Adhya Kadhita Megantari,
sedang menikmati masa jomblonya,tenang tanpa ada gangguan dari para pria.
Nyatanya ketenangan hidupnya harus diganggu oleh playboy macam Hasabi Laka Abdullah.
Tiba-tiba tanpa ada aba-aba.
Gimana gk tiba-tiba, kalau pada pertemuan pertama Papa Desta memaksa menikahkan Adhya dengan Laka.
mau gk yaa?
Yuk, baca cerita pertama saya.
Karya ini diterbitkan atas izin NovelToon Sayidah Syifaul, isi konten hanyalah pandangan pribadi pembuatnya, tidak mewakili NovelToon sendiri
Gara gara seblak.
"Lak, bangun! Solat subuh," perutnya sejak tadi bergejolak serasa ingin muntah, tapi ia tahan, untuk membangunkan suaminya yang kebo. Udah mulai kebo, soalnya. Dulu dulu waktu dibangunin gampang banget. Sekarang kayak kebo, apalagi Adhya jadi makin kesel kalo Laka dibangunin nya pakek modus cium dulu.
Trus, dicium nggak sama Adhya?
Nggak! yang ada, kalau Adhya menuruti menciumnya Laka akan bilang kalau utang ciumannya tambah lagi.
Lunas seratus persen kata dia kalau mau cium bibir. Tapi Adhya belum mau, belum saatnya.
"Lak," Adhya menggoyangkan lengan Laka. Tapi kemudian rasa mualnya sudah tak dapat ditahan lagi.
"Huek! Mphh!" Adhya sudah hampir muntah. Lalu kemudian ia menutup mulutnya dengan tangan indahnya.
Laka langsung terbangun saat itu juga. Menghawatirkan Adhya yang tiba tiba muntah. Tanpa ba bi bu, Laka segera bangun dan mengikuti Adhya masuk kamar mandi. Laka memijat mijat tengkuk Adhya untuk membantunya.

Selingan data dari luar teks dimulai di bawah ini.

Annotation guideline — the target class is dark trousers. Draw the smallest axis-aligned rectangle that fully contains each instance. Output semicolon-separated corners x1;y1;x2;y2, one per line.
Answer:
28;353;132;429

"Kenapa, Yang? Masuk angin?" yaelaah... Jangan ditanya dulu, Lak! Adhya masih berusaha mengeluarkan isi perutnya, tuh.
Bayi, ya?
Bukan! Apa hubungannya muntah ama bayi? Eh?
"Gak papa, gak papa,, solat subuh dulu," ucap Adhya.
"Beneran?" Laka ini benar benar menghawatirkan istrinya. Karena wajah Adhya masih terlihat pucat begitu. Namun Adhya bersikap seolah dia baik baik saja.
Laka bisa apa? Adhya orangnya suka ngeyel soalnya.
Selesai sholat subuh, Adhya masih melakukan aktifitas seperti sehari harinya, bahkan ia berniat mengunjungi salah satu tempat yang dijadikan KKN. Adhya merasa dirinya baik baik saja meski rasanya agak lemas.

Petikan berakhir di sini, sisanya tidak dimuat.